It was a hot day at Camp Lejeune as a Marine Special Warfare Company conducted part of its deployment readiness exercise. In the distance, the Marine Raiders perform an equipment check as they prepare for the next segment of their training. In the foreground sat Captain Charles J. Bauman and to his left, Captain Michael Reynolds, as they deftly maneuvered their choice of drawing tools over their sketchbooks, illustrating the story unfolding right in front of them. .
Capt. Charles Baumann, a designated combat artist and logistics officer with Marine Wing Support Squadron 271, and Capt. Michael Reynolds, ordnance officer with Marine Forces Special Warfare Command, document an exercise peaking before deployment while attached to a Marine Special Operations Company, June 13-16, 2022.

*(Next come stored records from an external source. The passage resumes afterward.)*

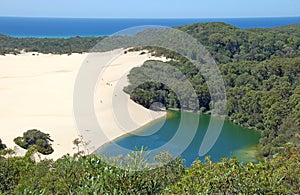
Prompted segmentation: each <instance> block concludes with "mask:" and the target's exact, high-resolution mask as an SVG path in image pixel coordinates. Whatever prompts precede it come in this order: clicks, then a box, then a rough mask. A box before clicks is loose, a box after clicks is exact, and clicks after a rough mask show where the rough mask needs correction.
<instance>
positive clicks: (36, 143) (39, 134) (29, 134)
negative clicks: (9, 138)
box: [14, 129, 53, 155]
mask: <svg viewBox="0 0 300 195" xmlns="http://www.w3.org/2000/svg"><path fill="white" fill-rule="evenodd" d="M52 141H53V140H52V139H51V138H50V135H49V134H45V133H43V132H41V131H39V130H37V129H32V130H28V131H26V132H25V133H23V137H17V138H15V139H14V142H15V143H16V144H17V145H18V146H20V147H21V148H24V149H28V148H30V147H31V146H33V145H36V146H37V151H38V152H39V153H41V154H45V155H48V154H51V153H53V148H52V146H51V143H50V142H52Z"/></svg>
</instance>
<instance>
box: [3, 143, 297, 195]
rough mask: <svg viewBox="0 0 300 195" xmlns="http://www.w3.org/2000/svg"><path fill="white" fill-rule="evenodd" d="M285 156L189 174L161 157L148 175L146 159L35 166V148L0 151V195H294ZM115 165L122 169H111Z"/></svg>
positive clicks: (296, 174) (289, 154)
mask: <svg viewBox="0 0 300 195" xmlns="http://www.w3.org/2000/svg"><path fill="white" fill-rule="evenodd" d="M284 150H285V152H284V153H282V154H280V155H278V156H276V157H275V158H274V159H272V160H269V161H266V162H260V163H258V164H253V163H246V164H240V163H238V161H237V160H236V159H234V158H233V159H223V160H222V161H220V162H212V161H211V160H210V159H209V157H207V158H206V159H205V161H204V162H200V161H199V160H196V161H195V162H194V163H193V164H192V166H191V168H184V166H183V159H181V158H172V157H171V156H170V154H168V153H167V152H162V153H160V154H158V155H157V156H156V161H155V162H154V163H153V164H155V165H156V167H157V168H154V169H148V168H149V167H151V166H152V164H149V163H147V161H146V158H147V155H142V154H141V155H136V154H135V153H130V154H128V155H127V156H125V157H117V158H114V159H110V161H109V162H110V163H108V161H107V159H106V158H104V157H102V156H96V155H83V154H82V153H78V154H75V155H74V156H69V155H66V156H64V157H62V158H60V159H58V160H56V161H53V160H42V161H39V162H36V161H34V158H33V154H35V153H36V152H37V149H36V147H30V148H29V150H28V151H27V153H26V155H25V156H24V157H12V153H11V150H0V154H1V155H0V194H215V193H225V194H236V193H241V194H297V193H299V192H300V191H299V189H300V186H299V183H300V181H299V178H300V166H299V161H300V155H299V150H298V149H297V148H294V147H291V146H286V147H285V148H284ZM141 152H145V150H142V151H141ZM4 156H5V157H4ZM165 162H167V163H166V164H165ZM120 163H122V167H123V168H125V169H121V168H118V166H116V165H120ZM137 168H139V169H137ZM143 168H144V169H143ZM135 170H140V171H135Z"/></svg>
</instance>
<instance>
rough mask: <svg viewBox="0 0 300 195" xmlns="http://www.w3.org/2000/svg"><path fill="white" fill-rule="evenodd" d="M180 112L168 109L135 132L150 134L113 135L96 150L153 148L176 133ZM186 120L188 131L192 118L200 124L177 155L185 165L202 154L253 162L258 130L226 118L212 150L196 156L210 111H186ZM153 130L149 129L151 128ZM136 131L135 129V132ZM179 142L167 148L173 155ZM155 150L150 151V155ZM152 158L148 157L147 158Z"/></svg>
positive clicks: (189, 162)
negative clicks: (183, 159)
mask: <svg viewBox="0 0 300 195" xmlns="http://www.w3.org/2000/svg"><path fill="white" fill-rule="evenodd" d="M180 117H181V113H180V112H176V111H169V112H168V117H167V119H166V120H165V121H162V120H161V121H156V122H154V123H151V124H149V125H147V126H145V127H143V128H141V129H140V130H138V131H137V132H138V133H140V135H141V134H145V135H146V134H150V135H148V136H139V135H133V134H128V135H125V136H122V137H120V138H118V139H116V140H115V141H114V142H113V143H110V144H107V145H105V146H104V147H102V148H100V149H99V150H98V151H97V152H96V153H98V154H102V155H109V156H117V155H119V154H123V155H126V153H125V152H124V151H123V150H121V149H120V148H119V147H117V146H121V147H122V148H126V149H129V150H135V148H136V147H137V148H141V147H142V146H144V147H146V148H147V149H148V150H149V151H150V150H154V149H156V148H159V147H161V146H163V145H164V144H166V143H169V142H170V140H171V138H172V137H173V136H174V135H175V133H176V131H177V130H178V127H179V124H180ZM185 117H186V118H185V120H184V121H183V122H182V123H181V124H180V125H182V129H184V131H186V133H187V134H188V133H189V131H192V128H193V125H195V124H194V123H196V122H195V121H197V120H195V119H197V118H199V124H198V128H197V131H196V134H195V136H194V138H193V139H192V141H191V143H190V144H189V145H188V146H187V148H186V149H185V150H184V152H183V153H182V154H181V155H180V156H181V157H182V158H184V159H185V165H186V166H190V164H191V163H192V162H193V161H194V160H195V159H196V158H198V159H200V160H204V158H205V156H207V155H208V156H210V158H211V160H212V161H219V160H221V158H224V157H228V158H229V157H237V158H238V160H239V161H241V162H249V161H253V162H256V161H257V160H256V157H255V150H256V146H257V144H258V143H259V138H260V133H259V132H257V131H254V130H250V129H246V128H243V127H240V126H237V125H235V124H233V123H231V122H230V121H225V122H224V125H223V128H222V131H221V134H220V136H219V137H218V139H217V141H216V143H215V144H214V145H213V147H212V148H211V150H210V151H209V152H208V153H207V154H206V155H205V156H199V155H198V153H199V148H200V145H201V143H202V141H203V138H204V135H205V134H206V132H207V129H208V124H209V121H210V119H211V117H213V116H210V115H204V114H197V113H185ZM156 129H158V131H156V132H155V133H152V132H153V131H155V130H156ZM135 134H137V133H135ZM182 147H184V146H181V145H180V144H170V145H168V147H167V150H168V151H169V152H170V153H171V154H173V155H174V153H176V152H175V151H179V150H181V149H182ZM154 155H155V154H153V153H150V158H152V157H153V156H154ZM150 160H151V159H150Z"/></svg>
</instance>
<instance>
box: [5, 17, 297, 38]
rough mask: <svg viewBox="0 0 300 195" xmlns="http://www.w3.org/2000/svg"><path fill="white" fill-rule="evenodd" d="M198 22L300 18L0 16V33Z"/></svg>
mask: <svg viewBox="0 0 300 195" xmlns="http://www.w3.org/2000/svg"><path fill="white" fill-rule="evenodd" d="M199 22H225V23H228V24H231V25H234V26H236V27H239V28H270V27H276V26H285V25H289V24H300V17H284V18H215V19H213V18H209V19H208V18H207V19H205V18H202V19H75V18H20V17H0V34H5V35H9V36H13V37H74V36H82V37H86V36H103V35H112V34H114V33H116V32H118V31H120V30H124V29H127V28H131V27H135V26H141V25H161V26H167V27H175V26H182V25H186V24H192V23H199Z"/></svg>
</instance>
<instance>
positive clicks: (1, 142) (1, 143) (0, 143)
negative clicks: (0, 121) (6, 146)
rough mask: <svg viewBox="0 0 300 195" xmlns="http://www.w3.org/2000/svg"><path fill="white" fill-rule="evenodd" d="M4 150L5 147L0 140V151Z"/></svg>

“The purpose of [Marine Corps Combat Art Program] is to document Marine Corps operations via illustrations for historical documentation,” Baumann explained. “I hope to contribute to collections of works archived in the [National Museum of the Marine Corps] and provide a slightly different perspective for viewing the recorded history of the Marine Corps. I hope that in 10, 20, 50 years my artwork can be used to help tell the story of the Corps while I was in service.
“The purpose of the Marine Corps Combat Art Program is to document Marine Corps operations via illustrations for historical documentation.” Captain Charles Baumann, Designated Combat Artist and Logistics Officer
Baumann, initially, was unaware of the Marine Corps combat art program. Once he learned about the program, he contacted retired Chief Warrant Officer 2 Michael D. Fay, who was the last reserve combat artist activated during the early years of the Iraq War, who l was then introduced to retired Col. Craig H. Streeter, also a combat artist. Streeter then introduced Baumann to NMMC’s director, deputy director, and art curator, who encouraged him to submit a portfolio of artwork. They deemed Baumann’s artwork qualified enough to put him on the curriculum, and he attained the free military occupational specialty of combat artist.
Combat Artist is a free military occupational specialty that can be completed by any Marine, regardless of primary MOS, in addition to their regular duties. They illustrate military operations on behalf of Marine Corps historical collection efforts to the extent that their timeline permits and are intended to capture military operations from an organic perspective.
“Once I realized that I could combine my passion [and] talent for art and my calling to serve in the USMC, I was immediately inspired to see my military experience as a way to be illustrated,” said Baumann. “My initial work which was submitted as a portfolio was praised by people I respected and admired as seasoned artists, which had a huge impact on my self-confidence and determination to develop my skills. “
Reynolds is currently applying to join Baumann as a combat artist for the Marine Corps Combat Art Program.
“I can directly attribute my desire to become a combat artist to the influence of Marine Corps combat artists like Captain Baumann and former Staff Sgt. Elize Mcelvey,” Reynolds said. “Just like in marksmanship, if you have the fundamental understanding of what is supposed to happen and you have the ability to receive and grow from constructive criticism, you can constantly improve with more practical application. “
“Just like in marksmanship, if you have the fundamental understanding of what is supposed to happen and you have the ability to receive and grow from constructive criticism, you can constantly improve with more practical application. “ Captain Michael Reynolds, Ammunition Officer
Baumann was trained early on by Fay, Streeter, and Richard Johnson, a civilian field illustrator, to draw upon observation and life-to-life experiences. Once he understood the concept of illustration by direct observation, new opportunities presented themselves with the confidence to draw what he observed in person. He now keeps a sketchbook and a camera handy for any opportunity that might come up and deserve illustrating.
“I hope my art is able to connect with the viewer in an emotional and personal way,” Baumann said. “I want my civilian audience to understand the details of what it means to serve in the military. I feel like I can bring an insider’s perspective both as an illustrator and an active duty member.
Reynolds shares what he hopes to accomplish with his art.
“When I look at artwork by former Marine Corps combat artists like retired Chief Warrant Officer Mike Fay, I’m drawn back into the scene I’m looking at,” Reynolds said. “I remember the smell of JP8, the feeling of moon dust under my boots and the sounds of the humvee engine rumbling in the distance. It is this level of connection that I must achieve in the hope that a day someone can remember and connect with what I have illustrated to tell a story using non-verbal communication.